Insolvency relates directly to debts and lack of money/funds, thus resolution of insolvency implies long-term funding.
This means the relationship between solvency and GDP are directly correlated.


Indicator Name
Resolving insolvency: Recovery rate (cents on the dollar)                     0.644232
Resolving insolvency: Recovery rate (cents on the dollar) - Score             0.644209
Resolving insolvency: Outcome (0 as piecemeal sale and 1 as going concern)    0.514251
Name: GDP per capita (current US$), dtype: float64

# 3. Chocolate Nobel question

In this repository is the academic paper `chocolate_nobel.pdf`. 

Explain in 3 paragraphs why this paper's conclusions are bad statistics.

### Review:
##### Aside
First off, I'd just like to say (rhetorically), how in God's name did the paper get accepted when they start by stating they use Wikipedia as a source?

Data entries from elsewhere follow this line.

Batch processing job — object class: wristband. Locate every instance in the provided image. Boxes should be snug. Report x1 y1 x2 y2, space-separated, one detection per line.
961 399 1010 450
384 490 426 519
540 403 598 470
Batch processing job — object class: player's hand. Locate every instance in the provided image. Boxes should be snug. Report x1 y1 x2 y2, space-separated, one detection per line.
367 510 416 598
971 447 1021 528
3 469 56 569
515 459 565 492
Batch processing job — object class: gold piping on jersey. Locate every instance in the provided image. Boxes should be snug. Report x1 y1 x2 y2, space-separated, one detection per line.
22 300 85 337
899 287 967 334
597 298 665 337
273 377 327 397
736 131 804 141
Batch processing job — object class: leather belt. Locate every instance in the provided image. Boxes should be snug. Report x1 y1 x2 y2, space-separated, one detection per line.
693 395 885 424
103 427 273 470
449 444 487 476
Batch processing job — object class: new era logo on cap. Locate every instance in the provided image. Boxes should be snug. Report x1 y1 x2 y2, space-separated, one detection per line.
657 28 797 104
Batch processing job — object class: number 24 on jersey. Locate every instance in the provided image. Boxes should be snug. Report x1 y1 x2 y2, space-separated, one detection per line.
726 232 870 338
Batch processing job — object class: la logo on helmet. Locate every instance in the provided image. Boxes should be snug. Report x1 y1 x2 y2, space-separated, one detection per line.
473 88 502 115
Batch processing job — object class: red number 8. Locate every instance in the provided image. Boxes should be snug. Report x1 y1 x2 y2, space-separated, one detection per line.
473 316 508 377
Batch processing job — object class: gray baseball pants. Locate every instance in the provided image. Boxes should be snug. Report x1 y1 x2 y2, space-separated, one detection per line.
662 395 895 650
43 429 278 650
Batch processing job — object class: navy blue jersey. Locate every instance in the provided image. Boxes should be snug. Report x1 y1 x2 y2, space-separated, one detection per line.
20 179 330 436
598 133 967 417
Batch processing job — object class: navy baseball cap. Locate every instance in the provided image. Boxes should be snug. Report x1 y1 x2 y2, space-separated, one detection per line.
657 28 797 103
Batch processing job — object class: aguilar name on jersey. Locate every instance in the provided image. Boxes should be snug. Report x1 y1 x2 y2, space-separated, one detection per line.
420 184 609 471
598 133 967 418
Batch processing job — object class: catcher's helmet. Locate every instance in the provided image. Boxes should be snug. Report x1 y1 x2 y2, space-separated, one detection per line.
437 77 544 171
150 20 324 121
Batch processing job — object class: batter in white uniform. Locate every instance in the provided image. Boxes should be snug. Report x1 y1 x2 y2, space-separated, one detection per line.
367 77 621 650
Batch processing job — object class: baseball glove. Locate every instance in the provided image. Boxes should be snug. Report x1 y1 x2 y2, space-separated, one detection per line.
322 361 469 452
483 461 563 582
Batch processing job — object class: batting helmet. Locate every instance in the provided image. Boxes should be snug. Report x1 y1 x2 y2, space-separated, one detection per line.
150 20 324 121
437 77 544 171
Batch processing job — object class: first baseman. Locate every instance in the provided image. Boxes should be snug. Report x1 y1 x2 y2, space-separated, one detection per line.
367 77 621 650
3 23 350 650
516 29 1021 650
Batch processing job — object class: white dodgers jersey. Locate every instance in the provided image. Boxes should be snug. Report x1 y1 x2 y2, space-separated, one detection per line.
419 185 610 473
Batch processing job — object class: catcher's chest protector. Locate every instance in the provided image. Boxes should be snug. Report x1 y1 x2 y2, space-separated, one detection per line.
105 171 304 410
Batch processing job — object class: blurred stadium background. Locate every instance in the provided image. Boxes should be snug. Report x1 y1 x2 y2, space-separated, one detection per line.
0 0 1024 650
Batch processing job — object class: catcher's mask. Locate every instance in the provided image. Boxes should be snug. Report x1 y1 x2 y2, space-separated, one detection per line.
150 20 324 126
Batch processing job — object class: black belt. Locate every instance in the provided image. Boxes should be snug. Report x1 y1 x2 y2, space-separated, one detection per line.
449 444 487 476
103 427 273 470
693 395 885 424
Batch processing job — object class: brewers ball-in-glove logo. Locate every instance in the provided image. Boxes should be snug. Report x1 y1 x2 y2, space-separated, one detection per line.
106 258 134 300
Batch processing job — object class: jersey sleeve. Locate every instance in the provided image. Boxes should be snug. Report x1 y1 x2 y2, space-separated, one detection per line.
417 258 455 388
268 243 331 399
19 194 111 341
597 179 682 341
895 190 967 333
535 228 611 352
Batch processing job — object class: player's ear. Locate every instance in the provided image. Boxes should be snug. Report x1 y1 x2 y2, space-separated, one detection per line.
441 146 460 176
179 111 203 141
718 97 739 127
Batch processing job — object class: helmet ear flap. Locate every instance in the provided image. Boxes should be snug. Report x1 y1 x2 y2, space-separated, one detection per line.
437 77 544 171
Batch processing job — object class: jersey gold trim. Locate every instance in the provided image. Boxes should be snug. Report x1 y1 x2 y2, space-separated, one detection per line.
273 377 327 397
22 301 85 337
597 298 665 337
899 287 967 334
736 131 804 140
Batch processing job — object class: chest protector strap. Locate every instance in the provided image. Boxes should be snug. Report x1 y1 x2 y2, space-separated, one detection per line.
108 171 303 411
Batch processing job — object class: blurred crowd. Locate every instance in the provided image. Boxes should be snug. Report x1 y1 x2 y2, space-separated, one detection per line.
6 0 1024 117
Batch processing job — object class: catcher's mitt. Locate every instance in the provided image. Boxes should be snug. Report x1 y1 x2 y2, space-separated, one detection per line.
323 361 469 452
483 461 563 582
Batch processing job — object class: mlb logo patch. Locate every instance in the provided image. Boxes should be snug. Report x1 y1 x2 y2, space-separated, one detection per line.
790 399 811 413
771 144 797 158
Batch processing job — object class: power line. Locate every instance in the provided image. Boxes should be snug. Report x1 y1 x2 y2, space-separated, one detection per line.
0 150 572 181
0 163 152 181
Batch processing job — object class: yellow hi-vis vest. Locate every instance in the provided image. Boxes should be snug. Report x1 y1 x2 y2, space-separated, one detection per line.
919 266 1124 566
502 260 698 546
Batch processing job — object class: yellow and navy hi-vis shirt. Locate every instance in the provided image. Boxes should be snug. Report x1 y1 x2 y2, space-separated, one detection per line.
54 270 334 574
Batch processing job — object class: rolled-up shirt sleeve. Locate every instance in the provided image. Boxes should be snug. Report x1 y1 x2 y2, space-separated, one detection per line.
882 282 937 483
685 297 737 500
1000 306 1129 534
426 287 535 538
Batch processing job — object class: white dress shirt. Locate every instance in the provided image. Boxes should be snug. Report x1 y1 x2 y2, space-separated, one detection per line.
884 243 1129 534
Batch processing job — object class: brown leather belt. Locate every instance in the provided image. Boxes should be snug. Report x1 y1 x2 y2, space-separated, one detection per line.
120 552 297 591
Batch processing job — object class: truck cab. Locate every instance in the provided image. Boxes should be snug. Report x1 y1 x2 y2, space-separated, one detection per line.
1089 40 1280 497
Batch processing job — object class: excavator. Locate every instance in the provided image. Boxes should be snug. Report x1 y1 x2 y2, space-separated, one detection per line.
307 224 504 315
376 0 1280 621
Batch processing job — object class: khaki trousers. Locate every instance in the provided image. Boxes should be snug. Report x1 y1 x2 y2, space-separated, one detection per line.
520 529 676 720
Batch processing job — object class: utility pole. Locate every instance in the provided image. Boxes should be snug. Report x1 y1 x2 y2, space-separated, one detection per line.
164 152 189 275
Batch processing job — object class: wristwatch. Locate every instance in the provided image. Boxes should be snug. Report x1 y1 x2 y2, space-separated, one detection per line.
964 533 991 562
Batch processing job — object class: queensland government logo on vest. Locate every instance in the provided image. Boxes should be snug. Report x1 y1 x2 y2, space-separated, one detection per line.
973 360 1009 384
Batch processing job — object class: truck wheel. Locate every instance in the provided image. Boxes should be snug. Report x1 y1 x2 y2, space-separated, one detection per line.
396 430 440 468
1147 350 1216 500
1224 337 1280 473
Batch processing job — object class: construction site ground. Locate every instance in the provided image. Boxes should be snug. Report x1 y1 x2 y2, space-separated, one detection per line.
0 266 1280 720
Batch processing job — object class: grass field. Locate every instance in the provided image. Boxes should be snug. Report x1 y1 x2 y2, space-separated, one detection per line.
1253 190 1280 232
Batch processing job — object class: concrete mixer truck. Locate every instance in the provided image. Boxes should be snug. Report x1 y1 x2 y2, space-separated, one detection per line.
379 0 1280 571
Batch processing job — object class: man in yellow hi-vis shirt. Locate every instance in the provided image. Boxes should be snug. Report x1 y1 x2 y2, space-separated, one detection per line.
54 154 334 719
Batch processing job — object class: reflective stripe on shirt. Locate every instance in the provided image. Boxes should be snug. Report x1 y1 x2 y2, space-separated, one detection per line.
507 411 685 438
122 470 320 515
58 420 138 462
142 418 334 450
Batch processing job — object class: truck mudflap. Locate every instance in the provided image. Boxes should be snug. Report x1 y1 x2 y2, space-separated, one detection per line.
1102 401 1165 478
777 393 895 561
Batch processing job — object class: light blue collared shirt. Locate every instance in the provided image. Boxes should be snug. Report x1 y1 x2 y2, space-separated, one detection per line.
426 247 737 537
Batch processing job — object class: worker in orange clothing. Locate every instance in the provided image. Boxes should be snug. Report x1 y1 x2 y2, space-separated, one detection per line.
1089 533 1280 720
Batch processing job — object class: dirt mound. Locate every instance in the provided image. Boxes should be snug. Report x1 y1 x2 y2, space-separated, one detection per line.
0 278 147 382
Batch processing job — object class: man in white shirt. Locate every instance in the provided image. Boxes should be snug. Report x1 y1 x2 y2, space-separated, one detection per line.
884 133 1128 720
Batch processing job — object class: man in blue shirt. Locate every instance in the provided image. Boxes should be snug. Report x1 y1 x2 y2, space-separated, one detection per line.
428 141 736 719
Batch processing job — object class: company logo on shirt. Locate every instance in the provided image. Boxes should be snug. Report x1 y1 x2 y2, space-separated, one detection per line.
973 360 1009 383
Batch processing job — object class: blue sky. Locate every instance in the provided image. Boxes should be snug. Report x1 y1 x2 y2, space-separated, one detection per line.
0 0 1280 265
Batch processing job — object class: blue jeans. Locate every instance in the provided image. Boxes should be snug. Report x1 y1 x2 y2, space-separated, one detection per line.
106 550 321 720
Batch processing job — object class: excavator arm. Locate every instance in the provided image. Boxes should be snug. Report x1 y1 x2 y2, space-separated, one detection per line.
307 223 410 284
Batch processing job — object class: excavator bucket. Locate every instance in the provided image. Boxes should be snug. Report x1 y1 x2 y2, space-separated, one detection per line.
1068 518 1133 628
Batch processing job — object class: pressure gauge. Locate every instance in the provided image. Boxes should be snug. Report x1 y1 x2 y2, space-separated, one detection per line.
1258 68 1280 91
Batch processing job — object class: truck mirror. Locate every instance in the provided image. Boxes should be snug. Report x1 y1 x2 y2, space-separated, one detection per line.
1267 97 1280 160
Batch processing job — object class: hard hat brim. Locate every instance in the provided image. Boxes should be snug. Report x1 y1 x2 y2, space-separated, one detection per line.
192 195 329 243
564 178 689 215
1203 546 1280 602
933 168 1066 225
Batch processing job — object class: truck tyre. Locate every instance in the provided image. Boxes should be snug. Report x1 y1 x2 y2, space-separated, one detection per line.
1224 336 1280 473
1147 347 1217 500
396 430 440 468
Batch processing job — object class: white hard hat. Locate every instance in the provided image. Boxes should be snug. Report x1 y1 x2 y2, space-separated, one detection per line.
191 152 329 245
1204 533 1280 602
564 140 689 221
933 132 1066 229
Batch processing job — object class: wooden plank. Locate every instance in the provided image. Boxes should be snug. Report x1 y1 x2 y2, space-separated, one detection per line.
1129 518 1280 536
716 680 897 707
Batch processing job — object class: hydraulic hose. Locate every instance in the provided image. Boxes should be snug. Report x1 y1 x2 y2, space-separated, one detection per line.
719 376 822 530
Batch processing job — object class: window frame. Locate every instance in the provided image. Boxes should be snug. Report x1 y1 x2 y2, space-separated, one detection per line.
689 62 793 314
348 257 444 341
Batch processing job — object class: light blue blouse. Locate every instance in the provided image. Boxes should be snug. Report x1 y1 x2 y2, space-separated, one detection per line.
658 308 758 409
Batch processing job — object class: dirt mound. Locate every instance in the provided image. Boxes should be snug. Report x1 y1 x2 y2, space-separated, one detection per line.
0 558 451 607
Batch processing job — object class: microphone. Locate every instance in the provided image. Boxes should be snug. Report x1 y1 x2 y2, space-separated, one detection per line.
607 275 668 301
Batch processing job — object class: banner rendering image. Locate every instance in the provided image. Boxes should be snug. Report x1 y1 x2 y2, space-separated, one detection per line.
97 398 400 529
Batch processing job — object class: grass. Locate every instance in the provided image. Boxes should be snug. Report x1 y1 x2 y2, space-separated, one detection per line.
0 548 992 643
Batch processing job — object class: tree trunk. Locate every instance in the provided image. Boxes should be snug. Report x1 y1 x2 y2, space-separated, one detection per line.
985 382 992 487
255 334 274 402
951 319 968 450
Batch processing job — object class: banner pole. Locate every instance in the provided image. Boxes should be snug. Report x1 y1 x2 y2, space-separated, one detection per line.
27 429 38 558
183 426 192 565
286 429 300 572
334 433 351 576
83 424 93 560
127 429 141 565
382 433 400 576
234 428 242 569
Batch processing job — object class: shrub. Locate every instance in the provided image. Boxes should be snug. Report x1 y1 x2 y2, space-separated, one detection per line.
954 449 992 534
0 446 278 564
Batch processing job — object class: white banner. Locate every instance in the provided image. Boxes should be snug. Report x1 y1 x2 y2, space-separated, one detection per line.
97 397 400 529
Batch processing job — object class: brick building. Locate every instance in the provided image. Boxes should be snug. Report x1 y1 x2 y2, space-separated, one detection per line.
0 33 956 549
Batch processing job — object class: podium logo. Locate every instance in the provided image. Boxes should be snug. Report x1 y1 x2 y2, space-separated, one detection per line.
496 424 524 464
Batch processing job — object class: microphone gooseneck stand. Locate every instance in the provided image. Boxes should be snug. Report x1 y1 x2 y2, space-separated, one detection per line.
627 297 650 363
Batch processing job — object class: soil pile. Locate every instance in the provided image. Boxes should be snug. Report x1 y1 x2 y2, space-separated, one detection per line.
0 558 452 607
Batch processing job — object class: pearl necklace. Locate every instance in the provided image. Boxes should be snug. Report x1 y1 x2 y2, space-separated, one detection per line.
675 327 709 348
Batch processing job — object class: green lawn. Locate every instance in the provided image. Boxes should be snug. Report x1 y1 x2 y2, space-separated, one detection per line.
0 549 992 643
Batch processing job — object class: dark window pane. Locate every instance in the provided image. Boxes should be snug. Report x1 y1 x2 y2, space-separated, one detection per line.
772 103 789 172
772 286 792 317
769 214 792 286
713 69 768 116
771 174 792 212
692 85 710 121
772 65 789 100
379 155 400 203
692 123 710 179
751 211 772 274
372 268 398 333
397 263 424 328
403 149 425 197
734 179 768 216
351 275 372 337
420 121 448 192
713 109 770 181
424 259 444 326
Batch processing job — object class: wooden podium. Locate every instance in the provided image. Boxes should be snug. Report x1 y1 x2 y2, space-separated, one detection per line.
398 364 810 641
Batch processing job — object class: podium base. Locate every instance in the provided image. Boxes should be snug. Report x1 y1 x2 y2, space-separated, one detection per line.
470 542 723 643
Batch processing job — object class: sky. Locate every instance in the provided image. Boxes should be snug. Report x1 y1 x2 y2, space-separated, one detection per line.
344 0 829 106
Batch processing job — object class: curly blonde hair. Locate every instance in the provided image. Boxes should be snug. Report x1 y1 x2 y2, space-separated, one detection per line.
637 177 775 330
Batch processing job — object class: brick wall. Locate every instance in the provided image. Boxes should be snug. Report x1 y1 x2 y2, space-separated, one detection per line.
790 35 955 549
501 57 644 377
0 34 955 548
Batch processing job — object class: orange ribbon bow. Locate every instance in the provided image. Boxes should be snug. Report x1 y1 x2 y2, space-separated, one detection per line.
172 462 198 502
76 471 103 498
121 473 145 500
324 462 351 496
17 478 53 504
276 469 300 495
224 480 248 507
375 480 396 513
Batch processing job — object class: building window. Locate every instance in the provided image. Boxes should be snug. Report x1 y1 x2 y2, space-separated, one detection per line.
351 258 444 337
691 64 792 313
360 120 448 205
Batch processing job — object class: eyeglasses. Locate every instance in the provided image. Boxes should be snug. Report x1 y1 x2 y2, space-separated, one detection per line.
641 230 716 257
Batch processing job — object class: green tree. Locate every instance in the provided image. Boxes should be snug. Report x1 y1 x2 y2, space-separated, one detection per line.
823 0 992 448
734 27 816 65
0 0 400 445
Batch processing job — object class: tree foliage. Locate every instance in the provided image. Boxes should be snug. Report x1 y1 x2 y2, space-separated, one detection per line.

Especially since one of the links in the exact Wikipedia article leads to a site which provides the appropriate information. 

#### Actual answer
The paper goes into vague details/points to discuss the correlation between chocolate and nobel prize winners. They provide a comparison of the nobel prize winners per 10 million population and chocolate consumption on an annual basis. The paper itself actually provides exactly the reason why it fails to conclude any valid points in its own limitations section by stating the very obvious facts. One issue is the paper cannot discern the chocolate consumption by Nobel Laureates, which tells us absolutely nothing about whether or not the hypotheses, specifically the second one, are correct.

Another issue is the first hypothesis considers the concept of how dose dependant consumption of chocolate is important and backs up their hypothesis with the mention of a future test. While the future test is good, there has been no such evidence within their arguments/results to suggest this. The concept of Sweden cannot be considered a good example because it could very well be an outlier like one of the examples Matt brought up in class. The data presented is too miniscule to be noteworthy.

The paper also lacks a large amount of information, it only considered a very small sample size of countries, this is not exactly statistically significant. The sources were also time restricted and did not provide a big enough image for the scope of chocolate consumption. Simply put, the paper is trying to suggest whether or not there is a correlation between chocolate consumption and cognitive function, use nobel laureates numbers in place due to lack of information. This is also bad statistics as it makes the assumption that nobel laureates per capita is a direct relation to cognitive function of a country.